A "Captain Turnbull" showed up in Apia though, claiming to have discovered the atoll. An American, Eli Hutchinson Jennings Sr, purchased the sovereignty of the island from Turnbull and moved there with his Samoan wife in 1856 and raised the American flag. Tokelauans living there were not consulted. When he died in 1878, his widow took over ownership and it then passed on to her son, Eli Hutchinson Jennings Jr.

He ran it as a copra station.

Britain challenged sovereignty and in 1907 a colonial official called by and demanded Jennings pay tax.

Under protest he paid $US80. He claimed that he was an American and that his island belonged to the United States. Washington agreed and the money was returned.

The US annexed Olohega in 1925, although the people of Tokelau were, again, never asked despite their tradition being that it was a close part of their culture. Their feelings were quietly ignored and even the UN took no notice.

The era of exclusive economic maritime zones changed that, as New Zealand and the US had to negotiate a sea boundary through Tokelau.

Complicating the picture was the American Guano Act of 1856 which asserted Washington ownership over a large number of islands - including the three now-New Zealand Tokelau atolls. To get a deal, Wellington renounced the Tokelauan claim on Olohega - again without asking Tokelauans - and Washington gave up its claim on Tokelau.

Auckland University anthropologist Judith Huntsman, in a new book, The Future of Tokelau, says New Zealand was in an invidious position.

"This was an emotive matter in Tokelau and Tokelau initially balked, but in the end was reluctantly persuaded to forego its claim by the Treaty of Tokehega." It was signed in 1980.
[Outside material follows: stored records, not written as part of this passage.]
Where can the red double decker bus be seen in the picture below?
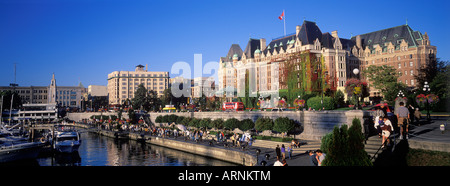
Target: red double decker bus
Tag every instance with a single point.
(235, 106)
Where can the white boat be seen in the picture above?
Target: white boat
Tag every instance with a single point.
(14, 148)
(67, 141)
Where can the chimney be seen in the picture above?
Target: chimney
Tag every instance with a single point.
(334, 34)
(358, 41)
(262, 43)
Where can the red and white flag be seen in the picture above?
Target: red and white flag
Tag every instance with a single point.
(281, 16)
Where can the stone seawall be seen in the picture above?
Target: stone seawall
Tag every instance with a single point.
(314, 124)
(78, 116)
(216, 152)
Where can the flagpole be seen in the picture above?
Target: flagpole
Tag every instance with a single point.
(284, 23)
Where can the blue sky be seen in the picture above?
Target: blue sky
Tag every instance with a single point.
(85, 40)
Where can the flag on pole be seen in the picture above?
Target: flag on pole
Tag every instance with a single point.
(281, 16)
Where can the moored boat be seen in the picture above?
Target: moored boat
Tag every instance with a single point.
(67, 141)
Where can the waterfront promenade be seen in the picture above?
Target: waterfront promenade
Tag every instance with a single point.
(427, 137)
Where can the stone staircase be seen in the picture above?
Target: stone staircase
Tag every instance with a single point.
(372, 145)
(305, 145)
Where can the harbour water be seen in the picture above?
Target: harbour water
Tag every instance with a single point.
(97, 150)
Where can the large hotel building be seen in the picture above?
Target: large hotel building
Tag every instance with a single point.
(123, 84)
(311, 60)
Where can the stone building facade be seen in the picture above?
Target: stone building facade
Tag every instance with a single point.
(321, 61)
(123, 84)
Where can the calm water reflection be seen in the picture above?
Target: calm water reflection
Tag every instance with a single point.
(96, 150)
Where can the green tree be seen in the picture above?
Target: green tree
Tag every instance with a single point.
(316, 103)
(264, 123)
(246, 124)
(384, 78)
(140, 99)
(7, 95)
(204, 123)
(356, 149)
(217, 123)
(283, 124)
(345, 146)
(132, 116)
(231, 123)
(339, 99)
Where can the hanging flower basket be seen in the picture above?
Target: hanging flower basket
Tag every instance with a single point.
(355, 86)
(282, 104)
(421, 99)
(299, 102)
(432, 98)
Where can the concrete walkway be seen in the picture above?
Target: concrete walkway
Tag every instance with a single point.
(430, 137)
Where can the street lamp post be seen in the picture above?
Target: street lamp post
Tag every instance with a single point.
(426, 88)
(356, 72)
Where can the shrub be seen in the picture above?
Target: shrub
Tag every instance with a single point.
(344, 146)
(180, 119)
(172, 118)
(165, 119)
(264, 123)
(159, 119)
(194, 122)
(186, 121)
(246, 124)
(315, 103)
(231, 123)
(217, 123)
(205, 122)
(283, 124)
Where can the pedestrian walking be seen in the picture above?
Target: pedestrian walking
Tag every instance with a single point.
(278, 151)
(312, 157)
(284, 163)
(402, 118)
(290, 149)
(320, 156)
(387, 129)
(278, 163)
(417, 116)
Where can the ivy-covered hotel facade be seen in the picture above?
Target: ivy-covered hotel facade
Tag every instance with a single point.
(311, 61)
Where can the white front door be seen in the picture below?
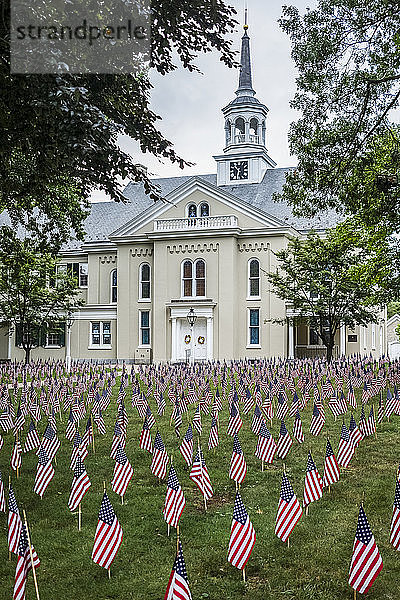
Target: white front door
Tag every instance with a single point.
(198, 345)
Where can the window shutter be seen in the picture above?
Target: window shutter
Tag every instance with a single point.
(62, 334)
(41, 335)
(18, 334)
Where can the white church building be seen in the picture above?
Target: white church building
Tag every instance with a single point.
(145, 266)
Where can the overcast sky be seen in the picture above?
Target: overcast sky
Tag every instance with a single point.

"However, many Tokelau people in the atolls and elsewhere viewed the treaty with dismay. The episode jeopardised New Zealand rapport in Tokelau; New Zealand was not supporting and caring for Tokelau's interests," Huntsman wrote.

Tokelauans have not let the issue go and, despite New Zealand trying to stop them, their new constitution - which will come into force after independence - reasserts ownership of Olohega.
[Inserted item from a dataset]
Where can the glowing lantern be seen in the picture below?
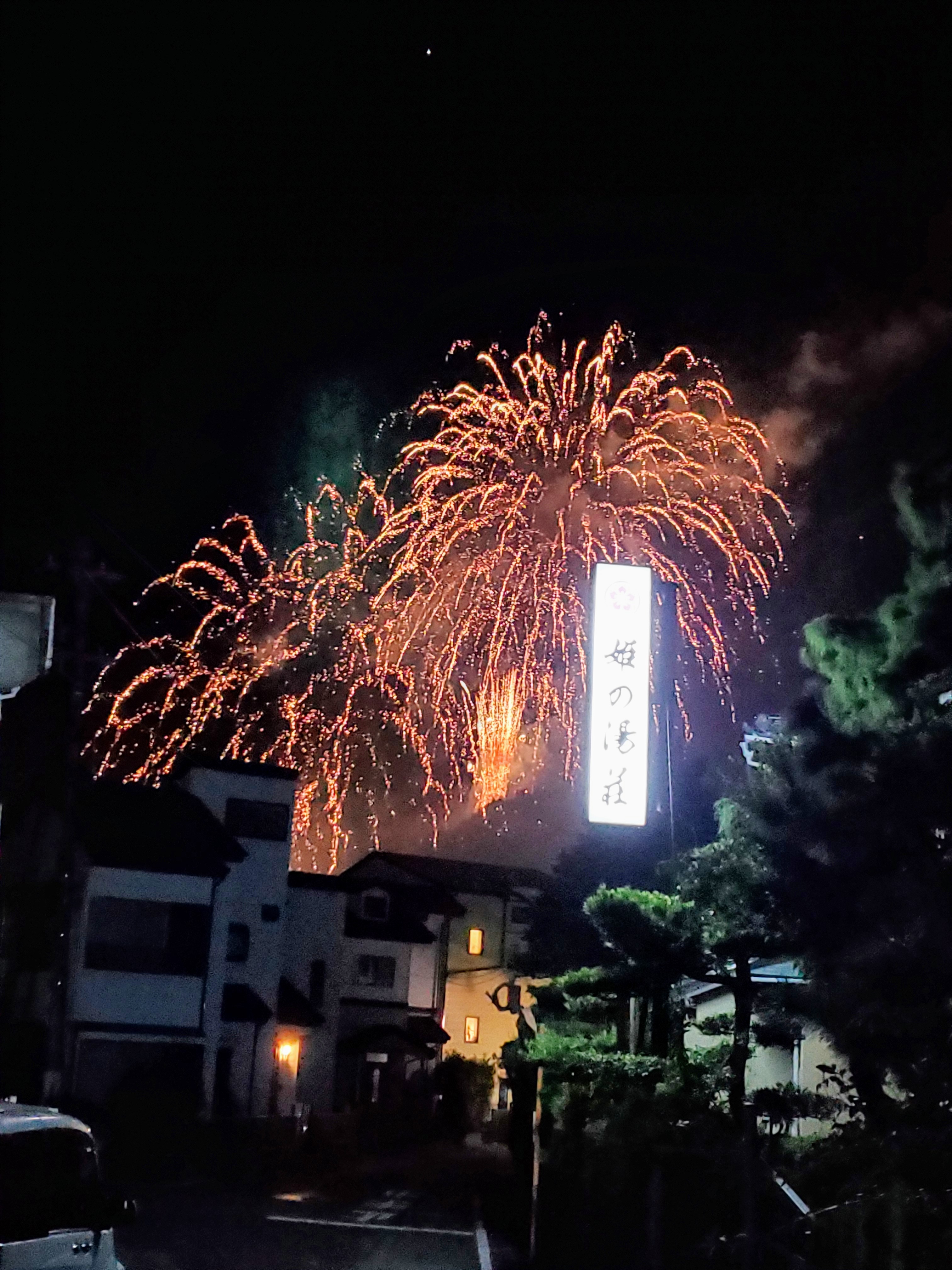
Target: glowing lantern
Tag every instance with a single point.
(287, 1052)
"At the dawn of time the historic islands of Atafu, Nukunonu, Fakaofo and Olohega were created as our home," the preamble states. "Since the days of Maui and Tui Tokelau, the land, sea and air have nurtured our people, and God has watched over us."

Briefing papers issued by the "government of Tokelau" for this week's vote reassert it all, saying "a cultural claim to Swains Island is a sensitive and longstanding issue for Tokelauans".
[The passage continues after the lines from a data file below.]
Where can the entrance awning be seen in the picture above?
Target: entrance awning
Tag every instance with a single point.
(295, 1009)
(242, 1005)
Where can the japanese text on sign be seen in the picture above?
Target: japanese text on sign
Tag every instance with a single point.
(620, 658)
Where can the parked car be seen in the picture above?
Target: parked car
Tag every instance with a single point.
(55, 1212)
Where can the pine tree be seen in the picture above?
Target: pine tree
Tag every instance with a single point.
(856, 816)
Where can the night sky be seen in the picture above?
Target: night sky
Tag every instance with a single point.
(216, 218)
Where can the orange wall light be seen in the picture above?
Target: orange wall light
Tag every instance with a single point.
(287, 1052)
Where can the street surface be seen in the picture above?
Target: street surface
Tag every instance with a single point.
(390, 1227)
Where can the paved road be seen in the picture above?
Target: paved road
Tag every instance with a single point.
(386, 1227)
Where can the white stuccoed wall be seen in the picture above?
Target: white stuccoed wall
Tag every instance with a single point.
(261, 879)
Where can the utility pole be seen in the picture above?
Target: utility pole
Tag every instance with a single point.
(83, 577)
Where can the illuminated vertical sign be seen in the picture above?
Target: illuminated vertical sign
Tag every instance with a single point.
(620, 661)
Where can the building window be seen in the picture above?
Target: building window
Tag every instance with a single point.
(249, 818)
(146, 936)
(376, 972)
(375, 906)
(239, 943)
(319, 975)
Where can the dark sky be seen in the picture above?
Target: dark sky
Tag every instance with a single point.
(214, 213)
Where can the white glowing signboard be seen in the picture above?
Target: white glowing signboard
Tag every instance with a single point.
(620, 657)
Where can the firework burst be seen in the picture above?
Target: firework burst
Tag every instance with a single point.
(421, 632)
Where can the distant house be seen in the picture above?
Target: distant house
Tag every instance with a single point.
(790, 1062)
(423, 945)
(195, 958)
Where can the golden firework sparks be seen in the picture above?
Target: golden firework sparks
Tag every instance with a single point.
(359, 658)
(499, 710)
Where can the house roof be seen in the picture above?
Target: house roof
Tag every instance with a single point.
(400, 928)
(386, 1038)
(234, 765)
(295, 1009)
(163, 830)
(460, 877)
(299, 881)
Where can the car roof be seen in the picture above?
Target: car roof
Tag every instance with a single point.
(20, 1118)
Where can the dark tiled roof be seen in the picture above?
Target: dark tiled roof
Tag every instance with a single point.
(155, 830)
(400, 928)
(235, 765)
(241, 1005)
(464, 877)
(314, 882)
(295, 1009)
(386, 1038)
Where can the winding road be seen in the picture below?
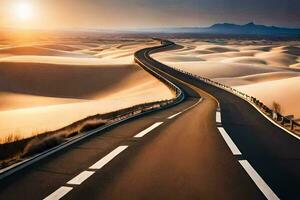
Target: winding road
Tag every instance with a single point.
(213, 145)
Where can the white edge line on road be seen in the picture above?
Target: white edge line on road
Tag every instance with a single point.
(261, 184)
(77, 180)
(147, 130)
(218, 117)
(234, 149)
(103, 161)
(171, 117)
(59, 193)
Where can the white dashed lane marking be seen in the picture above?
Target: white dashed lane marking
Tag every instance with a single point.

Before the Pentagon starts worrying, it should be noted that Tokelau has no armed forces or even a port or runway.

In fact, if an independent Tokelau ever finds itself at war with anybody, New Zealand is legally obliged to defend it.

One US account of Olohega says it is "certainly one of the most beautiful and picturesque under the American flag. Were it not for the mosquitoes and small flies, it would be quite an island paradise".